[ By WebUrbanist in Art & Installation & Sound. ]
Starting with a model planet Earth the size of a marble, a team of filmmakers set out to simulate our entire solar system in motion and capture the results in a compelling short movie.
In normal images and models of the planets in our solar neighborhood, nothing is too scale – at scale on a piece of paper, planets becoming vanishingly small and effectively impossible to see on the page. Textbooks and other graphics misrepresent sizes almost by necessity simply because it would be impossible to depict things otherwise in a small visual field.
The resulting visuals distort our sense of the distance between celestial bodies. In the scale model featured above, set in the Black Rock Desert of Nevada, Alex Gorosh and Wylie Overstreet give the viewer a much greater intuitive understanding of the separation and size of these spatial objects.
“As we got farther and farther away it diminished in size. Finally it shrank to the size of a marble, the most beautiful marble you can imagine. That beautiful, warm, living object looked so fragile, so delicate, that if you touched it with a finger it would crumble and fall apart.” said James Irwin, Apollo 15 astronaut. He is one of only 24 people in human history have seen the full circle of the Earth with their own eyes.

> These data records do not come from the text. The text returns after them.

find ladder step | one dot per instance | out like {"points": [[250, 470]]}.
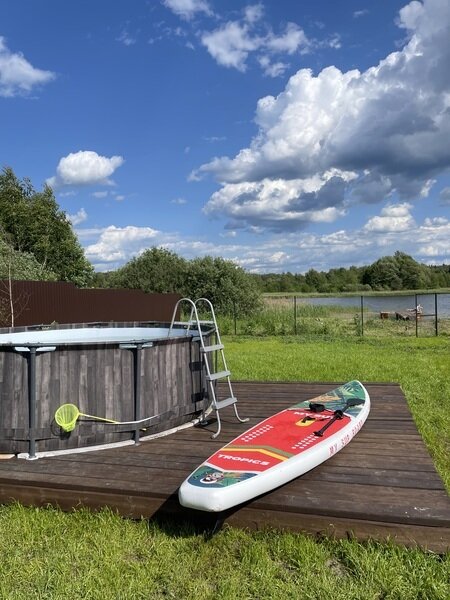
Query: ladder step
{"points": [[223, 403], [212, 348], [218, 375]]}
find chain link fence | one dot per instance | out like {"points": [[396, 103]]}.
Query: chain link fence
{"points": [[416, 315]]}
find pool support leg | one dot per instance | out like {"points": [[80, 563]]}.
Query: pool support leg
{"points": [[32, 404], [137, 389]]}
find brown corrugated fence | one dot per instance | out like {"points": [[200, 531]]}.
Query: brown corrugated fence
{"points": [[45, 302]]}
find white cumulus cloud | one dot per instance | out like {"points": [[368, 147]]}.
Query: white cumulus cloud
{"points": [[389, 125], [85, 168], [118, 244], [78, 218], [17, 75], [393, 218], [187, 9]]}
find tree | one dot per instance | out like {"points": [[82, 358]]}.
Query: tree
{"points": [[156, 270], [36, 225], [16, 265], [225, 284]]}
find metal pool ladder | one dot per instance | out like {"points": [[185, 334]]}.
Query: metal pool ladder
{"points": [[208, 352]]}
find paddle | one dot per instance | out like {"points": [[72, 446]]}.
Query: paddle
{"points": [[338, 414]]}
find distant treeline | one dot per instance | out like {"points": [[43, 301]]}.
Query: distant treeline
{"points": [[398, 272]]}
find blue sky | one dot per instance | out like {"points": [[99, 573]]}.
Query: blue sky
{"points": [[283, 135]]}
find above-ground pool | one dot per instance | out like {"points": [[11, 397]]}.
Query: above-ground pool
{"points": [[119, 373]]}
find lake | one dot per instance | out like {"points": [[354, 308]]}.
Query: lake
{"points": [[388, 303]]}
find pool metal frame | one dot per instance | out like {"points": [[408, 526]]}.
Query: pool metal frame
{"points": [[30, 352]]}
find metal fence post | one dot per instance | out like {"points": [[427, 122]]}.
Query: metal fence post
{"points": [[417, 315], [362, 315], [435, 315], [295, 315]]}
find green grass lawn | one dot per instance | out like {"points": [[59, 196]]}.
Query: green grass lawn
{"points": [[48, 554]]}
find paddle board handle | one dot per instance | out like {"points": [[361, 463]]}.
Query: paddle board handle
{"points": [[338, 414]]}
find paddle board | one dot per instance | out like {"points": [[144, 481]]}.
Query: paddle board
{"points": [[277, 450]]}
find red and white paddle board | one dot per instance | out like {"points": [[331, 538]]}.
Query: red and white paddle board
{"points": [[277, 450]]}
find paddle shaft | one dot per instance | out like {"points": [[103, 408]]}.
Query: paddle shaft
{"points": [[338, 414]]}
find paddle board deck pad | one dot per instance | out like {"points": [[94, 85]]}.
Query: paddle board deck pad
{"points": [[277, 450]]}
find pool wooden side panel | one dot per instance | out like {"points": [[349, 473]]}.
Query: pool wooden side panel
{"points": [[101, 380], [382, 485]]}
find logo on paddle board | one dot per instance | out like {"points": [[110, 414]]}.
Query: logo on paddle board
{"points": [[205, 476]]}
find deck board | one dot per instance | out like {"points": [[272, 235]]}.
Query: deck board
{"points": [[383, 484]]}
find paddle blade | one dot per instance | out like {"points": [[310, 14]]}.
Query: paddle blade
{"points": [[66, 417]]}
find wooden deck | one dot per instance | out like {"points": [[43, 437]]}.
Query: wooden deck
{"points": [[382, 485]]}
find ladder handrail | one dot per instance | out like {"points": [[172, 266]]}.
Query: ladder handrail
{"points": [[211, 377]]}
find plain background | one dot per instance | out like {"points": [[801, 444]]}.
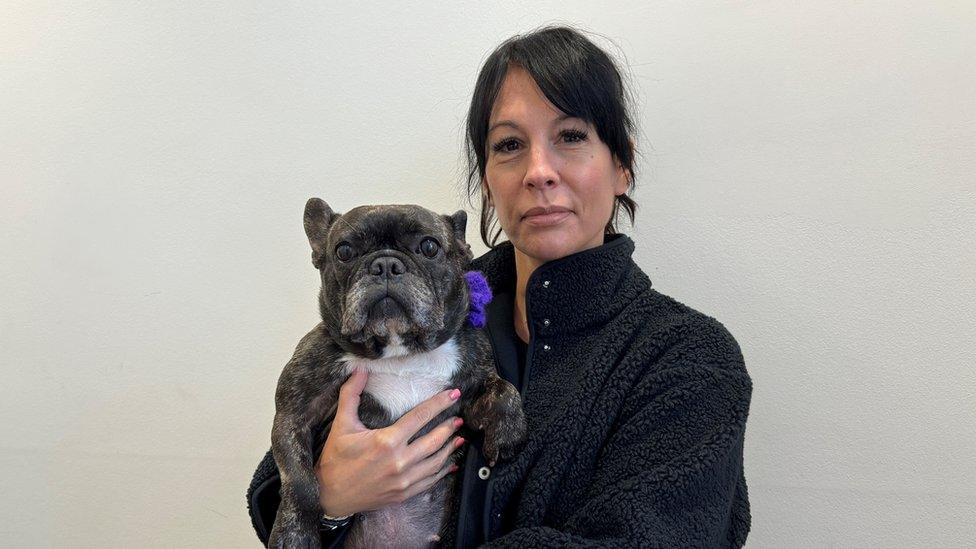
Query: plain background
{"points": [[807, 178]]}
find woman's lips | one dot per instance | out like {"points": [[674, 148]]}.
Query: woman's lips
{"points": [[547, 219]]}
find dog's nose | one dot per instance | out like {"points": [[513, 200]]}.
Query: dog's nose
{"points": [[387, 267]]}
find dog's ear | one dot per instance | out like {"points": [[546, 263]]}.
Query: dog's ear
{"points": [[318, 218], [457, 223]]}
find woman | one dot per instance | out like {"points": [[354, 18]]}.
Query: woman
{"points": [[636, 404]]}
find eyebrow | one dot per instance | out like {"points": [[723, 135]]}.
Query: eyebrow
{"points": [[512, 124]]}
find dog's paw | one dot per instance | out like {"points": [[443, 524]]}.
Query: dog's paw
{"points": [[294, 539], [503, 439]]}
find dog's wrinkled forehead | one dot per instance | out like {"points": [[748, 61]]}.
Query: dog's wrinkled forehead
{"points": [[389, 226]]}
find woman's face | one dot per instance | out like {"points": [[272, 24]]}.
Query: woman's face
{"points": [[542, 162]]}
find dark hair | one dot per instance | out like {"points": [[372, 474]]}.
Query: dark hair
{"points": [[577, 77]]}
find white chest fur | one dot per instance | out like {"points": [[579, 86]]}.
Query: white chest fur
{"points": [[400, 382]]}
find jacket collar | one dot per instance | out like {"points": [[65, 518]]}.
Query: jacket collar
{"points": [[572, 293]]}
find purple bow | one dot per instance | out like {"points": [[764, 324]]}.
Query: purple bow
{"points": [[480, 296]]}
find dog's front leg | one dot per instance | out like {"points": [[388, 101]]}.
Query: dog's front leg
{"points": [[296, 524], [498, 412]]}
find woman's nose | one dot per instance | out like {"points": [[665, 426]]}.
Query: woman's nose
{"points": [[541, 172]]}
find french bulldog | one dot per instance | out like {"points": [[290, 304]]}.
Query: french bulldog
{"points": [[395, 301]]}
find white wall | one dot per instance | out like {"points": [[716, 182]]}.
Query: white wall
{"points": [[807, 178]]}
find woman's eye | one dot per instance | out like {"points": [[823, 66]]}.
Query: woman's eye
{"points": [[344, 251], [574, 136], [504, 145], [429, 247]]}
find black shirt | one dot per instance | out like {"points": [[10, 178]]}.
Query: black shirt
{"points": [[510, 353]]}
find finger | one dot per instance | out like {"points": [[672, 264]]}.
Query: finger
{"points": [[422, 414], [347, 409], [429, 481], [431, 442]]}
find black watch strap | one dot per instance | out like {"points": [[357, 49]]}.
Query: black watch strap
{"points": [[332, 524]]}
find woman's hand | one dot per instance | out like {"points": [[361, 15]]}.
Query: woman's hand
{"points": [[361, 469]]}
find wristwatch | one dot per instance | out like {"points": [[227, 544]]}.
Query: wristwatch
{"points": [[327, 522]]}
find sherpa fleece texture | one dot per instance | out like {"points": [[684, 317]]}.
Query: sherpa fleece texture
{"points": [[636, 407]]}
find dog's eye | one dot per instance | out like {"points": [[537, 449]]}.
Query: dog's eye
{"points": [[429, 247], [344, 251]]}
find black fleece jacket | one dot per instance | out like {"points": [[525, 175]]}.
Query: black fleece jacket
{"points": [[636, 407]]}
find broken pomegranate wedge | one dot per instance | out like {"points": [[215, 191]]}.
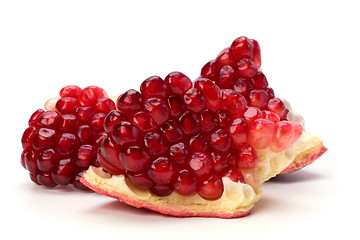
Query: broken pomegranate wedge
{"points": [[61, 141], [192, 149], [238, 67]]}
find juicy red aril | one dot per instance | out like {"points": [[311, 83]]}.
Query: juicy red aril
{"points": [[154, 87], [220, 140], [210, 70], [91, 94], [212, 188], [141, 180], [179, 152], [185, 183], [251, 114], [125, 133], [210, 91], [232, 101], [256, 52], [277, 106], [200, 164], [178, 83], [156, 144], [243, 86], [261, 132], [239, 131], [60, 144], [198, 143], [258, 98], [208, 121], [194, 100], [162, 170], [247, 158], [225, 58], [226, 77], [67, 105], [157, 109], [260, 81], [134, 158], [246, 68], [130, 101], [242, 47], [189, 123]]}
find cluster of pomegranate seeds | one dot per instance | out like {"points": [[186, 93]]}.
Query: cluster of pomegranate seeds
{"points": [[60, 144], [175, 135]]}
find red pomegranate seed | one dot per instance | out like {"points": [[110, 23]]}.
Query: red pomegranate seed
{"points": [[260, 81], [47, 160], [171, 131], [226, 77], [65, 172], [175, 105], [220, 162], [261, 132], [243, 86], [84, 113], [140, 180], [235, 175], [48, 119], [239, 131], [242, 47], [211, 189], [194, 100], [246, 68], [178, 83], [157, 109], [144, 121], [270, 116], [155, 144], [134, 158], [198, 143], [220, 140], [225, 58], [208, 121], [125, 133], [67, 122], [130, 101], [232, 102], [185, 183], [162, 170], [111, 119], [104, 105], [90, 94], [256, 52], [277, 106], [154, 87], [179, 152], [200, 164], [251, 114], [210, 91], [67, 105], [210, 70], [258, 98], [86, 156], [34, 117], [189, 123], [247, 158]]}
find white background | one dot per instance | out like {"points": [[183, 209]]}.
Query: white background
{"points": [[310, 54]]}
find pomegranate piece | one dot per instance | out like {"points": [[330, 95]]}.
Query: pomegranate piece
{"points": [[61, 143]]}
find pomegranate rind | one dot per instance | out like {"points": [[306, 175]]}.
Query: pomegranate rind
{"points": [[305, 158], [174, 204]]}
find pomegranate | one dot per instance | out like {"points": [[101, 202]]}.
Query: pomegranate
{"points": [[61, 142]]}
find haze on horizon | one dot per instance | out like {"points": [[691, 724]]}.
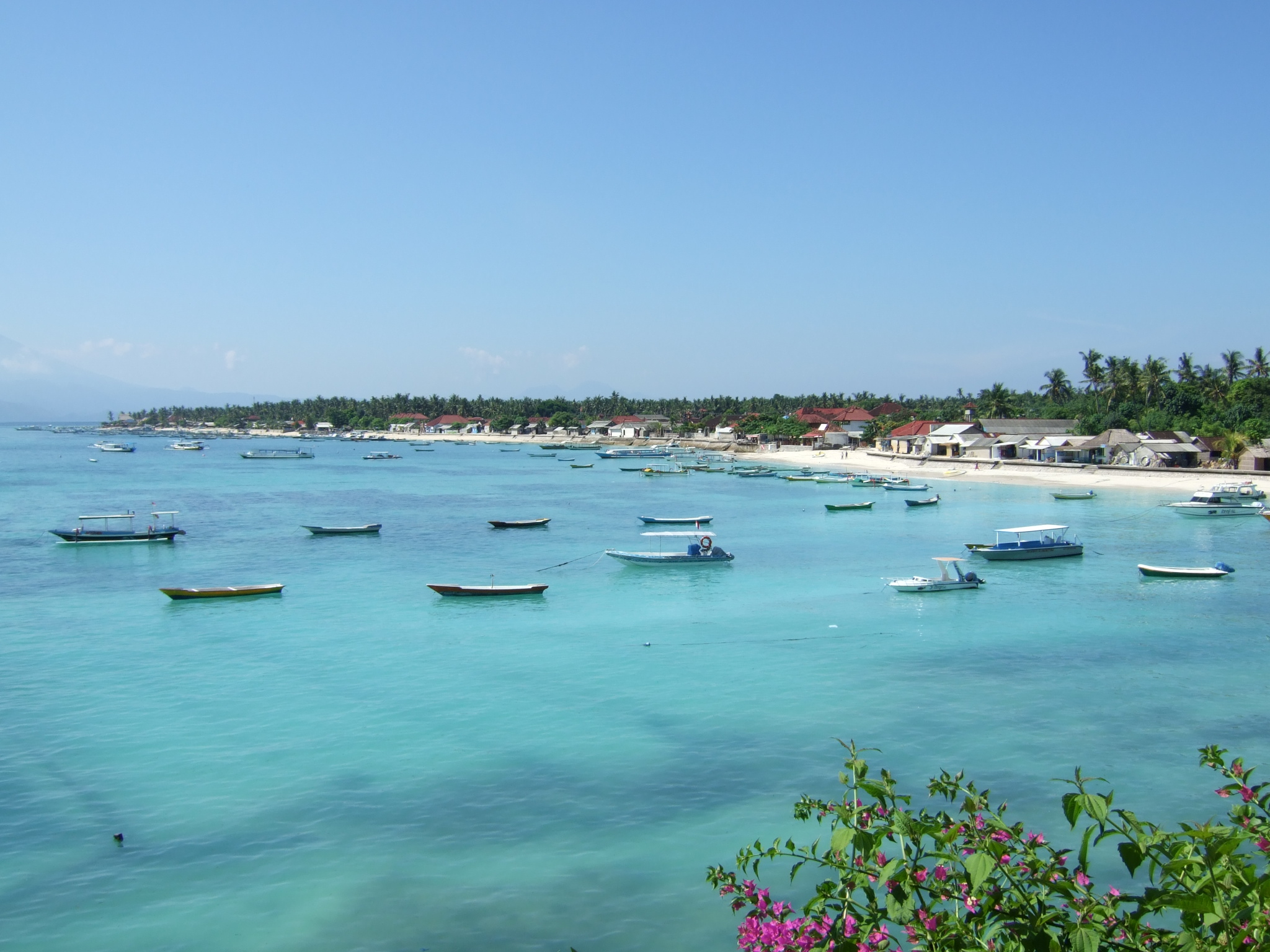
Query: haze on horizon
{"points": [[654, 198]]}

Using LED lights, GPS calculations, a dirt disrupter and ultimately cars driving in circles to simulate the orbits at night, the team created a 1:847,638,000 scale model in which blips of light represent the various bodies in space.
One of the participants climbed a nearby mountain to film it all from above, while post-production overlays create a key for the video. Process documentation was made in part with a drone flying overhead. According to its creators, this is the first scale model of the solar system ever constructed.